Substitution Suggestions: I didn't have canola oil, so I used vegetable oil instead. I'd probably stick to canola in the future, but vegetable will work just fine. If you really want more butter flavor, add a little butter extract -- flavor without the guilt. Don't use margarine or vanilla extract! Only the real thing will do for this recipe and I love seeing the tiny vanilla bean flecks in the cookie.
Lessons Learned: Don't soften your butter too much. I think mine was a little too soft, so it took extra time to get the butter and oil to combine.

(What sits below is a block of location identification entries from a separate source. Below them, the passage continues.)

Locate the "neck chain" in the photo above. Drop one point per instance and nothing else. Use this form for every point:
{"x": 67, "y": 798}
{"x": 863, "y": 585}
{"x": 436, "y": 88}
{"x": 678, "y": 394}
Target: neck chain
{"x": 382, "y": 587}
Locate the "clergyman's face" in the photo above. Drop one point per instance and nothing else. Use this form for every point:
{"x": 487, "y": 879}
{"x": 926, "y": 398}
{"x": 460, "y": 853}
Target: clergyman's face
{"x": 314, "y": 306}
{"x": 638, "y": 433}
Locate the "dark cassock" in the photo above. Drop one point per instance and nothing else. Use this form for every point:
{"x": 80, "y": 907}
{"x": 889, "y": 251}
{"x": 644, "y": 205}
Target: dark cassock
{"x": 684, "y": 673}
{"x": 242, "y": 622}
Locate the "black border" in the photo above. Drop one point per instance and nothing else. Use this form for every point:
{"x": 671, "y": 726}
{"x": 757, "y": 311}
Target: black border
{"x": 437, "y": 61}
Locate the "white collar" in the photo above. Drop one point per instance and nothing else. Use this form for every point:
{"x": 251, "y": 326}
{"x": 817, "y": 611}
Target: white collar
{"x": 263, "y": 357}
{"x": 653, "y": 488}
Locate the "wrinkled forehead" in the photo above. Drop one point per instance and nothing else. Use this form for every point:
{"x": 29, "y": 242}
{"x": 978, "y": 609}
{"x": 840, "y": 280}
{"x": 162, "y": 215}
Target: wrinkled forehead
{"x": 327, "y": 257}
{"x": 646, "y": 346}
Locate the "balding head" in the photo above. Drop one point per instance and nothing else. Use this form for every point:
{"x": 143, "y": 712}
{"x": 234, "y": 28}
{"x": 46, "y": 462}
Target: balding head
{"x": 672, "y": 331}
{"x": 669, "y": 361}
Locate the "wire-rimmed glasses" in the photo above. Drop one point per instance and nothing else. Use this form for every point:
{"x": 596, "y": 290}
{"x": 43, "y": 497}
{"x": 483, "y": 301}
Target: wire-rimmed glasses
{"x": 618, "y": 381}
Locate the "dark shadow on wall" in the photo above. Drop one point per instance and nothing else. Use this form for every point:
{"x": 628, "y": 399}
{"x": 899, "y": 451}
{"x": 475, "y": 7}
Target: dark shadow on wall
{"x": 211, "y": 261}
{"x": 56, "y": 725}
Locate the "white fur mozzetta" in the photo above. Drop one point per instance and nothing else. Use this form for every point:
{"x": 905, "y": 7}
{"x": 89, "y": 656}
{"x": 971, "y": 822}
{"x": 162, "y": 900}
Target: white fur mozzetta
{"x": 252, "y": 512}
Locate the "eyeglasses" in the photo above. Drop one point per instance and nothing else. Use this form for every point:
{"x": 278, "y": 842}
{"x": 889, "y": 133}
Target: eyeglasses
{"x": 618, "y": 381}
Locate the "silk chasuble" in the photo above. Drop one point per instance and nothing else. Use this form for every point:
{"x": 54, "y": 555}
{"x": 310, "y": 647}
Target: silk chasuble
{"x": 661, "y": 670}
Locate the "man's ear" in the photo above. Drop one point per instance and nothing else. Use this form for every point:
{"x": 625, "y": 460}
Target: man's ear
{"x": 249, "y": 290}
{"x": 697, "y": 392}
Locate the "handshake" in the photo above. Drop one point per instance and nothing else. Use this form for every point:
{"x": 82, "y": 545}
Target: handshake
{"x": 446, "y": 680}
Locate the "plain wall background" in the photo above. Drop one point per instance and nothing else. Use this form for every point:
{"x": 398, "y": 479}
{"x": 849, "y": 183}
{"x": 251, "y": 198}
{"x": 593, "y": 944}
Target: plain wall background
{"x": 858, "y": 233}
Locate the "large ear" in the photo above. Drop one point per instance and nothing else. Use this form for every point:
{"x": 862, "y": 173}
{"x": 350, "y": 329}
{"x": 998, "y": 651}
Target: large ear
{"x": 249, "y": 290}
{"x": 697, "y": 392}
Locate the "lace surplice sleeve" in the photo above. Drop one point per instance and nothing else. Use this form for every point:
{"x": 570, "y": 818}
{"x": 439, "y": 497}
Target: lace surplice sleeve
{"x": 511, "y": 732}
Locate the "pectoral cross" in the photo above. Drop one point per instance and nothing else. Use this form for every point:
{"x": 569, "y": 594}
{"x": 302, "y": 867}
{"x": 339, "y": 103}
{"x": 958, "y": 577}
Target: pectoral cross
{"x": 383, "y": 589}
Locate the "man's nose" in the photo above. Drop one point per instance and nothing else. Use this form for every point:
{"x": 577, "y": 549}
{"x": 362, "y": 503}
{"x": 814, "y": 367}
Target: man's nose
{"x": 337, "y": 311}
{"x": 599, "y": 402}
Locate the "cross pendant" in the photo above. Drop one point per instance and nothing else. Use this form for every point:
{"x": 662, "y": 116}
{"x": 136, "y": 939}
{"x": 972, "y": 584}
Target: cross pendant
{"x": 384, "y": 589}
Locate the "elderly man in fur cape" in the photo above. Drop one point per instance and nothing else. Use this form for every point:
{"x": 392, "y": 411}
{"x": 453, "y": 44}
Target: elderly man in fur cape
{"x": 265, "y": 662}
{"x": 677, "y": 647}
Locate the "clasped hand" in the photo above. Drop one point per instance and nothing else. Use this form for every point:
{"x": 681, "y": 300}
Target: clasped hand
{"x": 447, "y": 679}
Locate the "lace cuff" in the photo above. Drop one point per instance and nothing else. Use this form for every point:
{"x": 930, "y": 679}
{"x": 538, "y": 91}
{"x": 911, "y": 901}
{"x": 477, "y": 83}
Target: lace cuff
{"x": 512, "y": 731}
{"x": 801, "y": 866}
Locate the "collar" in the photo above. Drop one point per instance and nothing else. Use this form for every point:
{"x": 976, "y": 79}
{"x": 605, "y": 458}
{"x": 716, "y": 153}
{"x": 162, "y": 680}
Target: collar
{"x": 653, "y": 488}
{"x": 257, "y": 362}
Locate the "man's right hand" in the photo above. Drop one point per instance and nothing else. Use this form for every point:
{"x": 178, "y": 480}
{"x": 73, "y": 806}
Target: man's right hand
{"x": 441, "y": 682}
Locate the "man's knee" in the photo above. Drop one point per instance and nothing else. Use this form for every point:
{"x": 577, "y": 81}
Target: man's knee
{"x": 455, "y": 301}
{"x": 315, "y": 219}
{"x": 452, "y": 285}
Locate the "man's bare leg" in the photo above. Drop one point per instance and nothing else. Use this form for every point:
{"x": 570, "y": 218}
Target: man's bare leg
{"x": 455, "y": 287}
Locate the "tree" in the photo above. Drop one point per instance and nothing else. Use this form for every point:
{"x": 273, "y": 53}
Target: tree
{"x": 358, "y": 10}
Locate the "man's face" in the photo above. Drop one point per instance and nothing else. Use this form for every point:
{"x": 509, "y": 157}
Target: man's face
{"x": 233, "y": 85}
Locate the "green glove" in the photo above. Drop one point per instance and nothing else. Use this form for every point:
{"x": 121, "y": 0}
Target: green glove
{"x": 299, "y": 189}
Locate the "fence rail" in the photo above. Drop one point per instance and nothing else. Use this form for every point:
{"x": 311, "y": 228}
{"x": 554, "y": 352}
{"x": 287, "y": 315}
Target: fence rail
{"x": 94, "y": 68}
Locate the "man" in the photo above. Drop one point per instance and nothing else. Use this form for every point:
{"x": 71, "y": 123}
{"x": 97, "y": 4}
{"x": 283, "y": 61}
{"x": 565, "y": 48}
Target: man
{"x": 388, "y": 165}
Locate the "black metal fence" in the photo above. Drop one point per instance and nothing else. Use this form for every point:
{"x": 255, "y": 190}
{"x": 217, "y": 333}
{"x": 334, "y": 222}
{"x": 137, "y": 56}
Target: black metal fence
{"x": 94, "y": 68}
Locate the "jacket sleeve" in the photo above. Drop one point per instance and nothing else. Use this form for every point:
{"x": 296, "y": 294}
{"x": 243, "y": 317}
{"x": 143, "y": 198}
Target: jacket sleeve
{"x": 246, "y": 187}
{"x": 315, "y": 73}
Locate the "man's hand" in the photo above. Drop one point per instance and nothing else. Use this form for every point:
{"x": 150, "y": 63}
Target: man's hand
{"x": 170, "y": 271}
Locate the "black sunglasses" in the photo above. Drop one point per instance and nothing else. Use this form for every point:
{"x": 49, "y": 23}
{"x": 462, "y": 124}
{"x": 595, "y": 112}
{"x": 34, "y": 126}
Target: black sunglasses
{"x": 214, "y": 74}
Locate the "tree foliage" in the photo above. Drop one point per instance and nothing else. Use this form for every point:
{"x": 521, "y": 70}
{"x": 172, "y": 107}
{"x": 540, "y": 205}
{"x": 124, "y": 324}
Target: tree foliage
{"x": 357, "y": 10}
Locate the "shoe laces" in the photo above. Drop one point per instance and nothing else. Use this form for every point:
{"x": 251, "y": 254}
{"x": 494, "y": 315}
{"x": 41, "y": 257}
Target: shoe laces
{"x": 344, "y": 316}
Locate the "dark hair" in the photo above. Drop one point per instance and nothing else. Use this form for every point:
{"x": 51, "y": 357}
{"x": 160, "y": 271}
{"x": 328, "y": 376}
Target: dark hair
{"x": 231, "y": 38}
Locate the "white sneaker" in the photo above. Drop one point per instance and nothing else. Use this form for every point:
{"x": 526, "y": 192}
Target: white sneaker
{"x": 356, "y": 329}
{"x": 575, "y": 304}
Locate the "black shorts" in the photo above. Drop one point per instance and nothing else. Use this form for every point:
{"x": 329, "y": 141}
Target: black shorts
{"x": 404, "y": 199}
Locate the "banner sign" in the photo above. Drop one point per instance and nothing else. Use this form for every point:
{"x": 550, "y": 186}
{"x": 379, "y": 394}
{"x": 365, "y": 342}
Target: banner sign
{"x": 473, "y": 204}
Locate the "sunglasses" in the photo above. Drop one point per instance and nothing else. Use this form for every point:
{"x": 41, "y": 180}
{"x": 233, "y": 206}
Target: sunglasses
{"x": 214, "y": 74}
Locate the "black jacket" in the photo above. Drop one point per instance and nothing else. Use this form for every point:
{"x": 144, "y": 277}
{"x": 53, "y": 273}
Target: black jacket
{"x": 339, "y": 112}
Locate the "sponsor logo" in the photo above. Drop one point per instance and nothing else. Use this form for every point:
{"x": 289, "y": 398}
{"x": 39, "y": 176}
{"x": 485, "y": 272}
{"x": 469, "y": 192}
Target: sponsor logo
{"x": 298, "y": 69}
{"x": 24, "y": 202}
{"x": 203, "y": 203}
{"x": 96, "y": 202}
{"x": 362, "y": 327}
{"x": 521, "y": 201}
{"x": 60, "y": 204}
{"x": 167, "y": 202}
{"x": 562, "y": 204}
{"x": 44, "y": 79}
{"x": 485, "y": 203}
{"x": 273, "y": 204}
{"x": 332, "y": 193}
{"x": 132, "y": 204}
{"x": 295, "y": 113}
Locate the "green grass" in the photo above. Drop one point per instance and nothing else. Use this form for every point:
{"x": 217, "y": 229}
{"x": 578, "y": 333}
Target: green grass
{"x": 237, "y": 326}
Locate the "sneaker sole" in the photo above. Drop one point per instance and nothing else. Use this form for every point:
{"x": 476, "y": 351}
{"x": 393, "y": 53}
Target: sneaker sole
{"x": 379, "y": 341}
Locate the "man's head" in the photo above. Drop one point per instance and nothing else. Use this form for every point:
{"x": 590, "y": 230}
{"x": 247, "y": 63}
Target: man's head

The cornstarch may throw you for a loop, but that's part of what makes this cookie dissolve in your mouth so well. You will not taste the chalky flavor of the starch, I promise!
I measured my flour on the scale, not with a cup measure, for better accuracy. I am developing a new appreciation for my kitchen scale thanks to a fabulous book recently recommended to me: Ratio by Michael Ruhlman. (The book is totally rocking my cooking world!)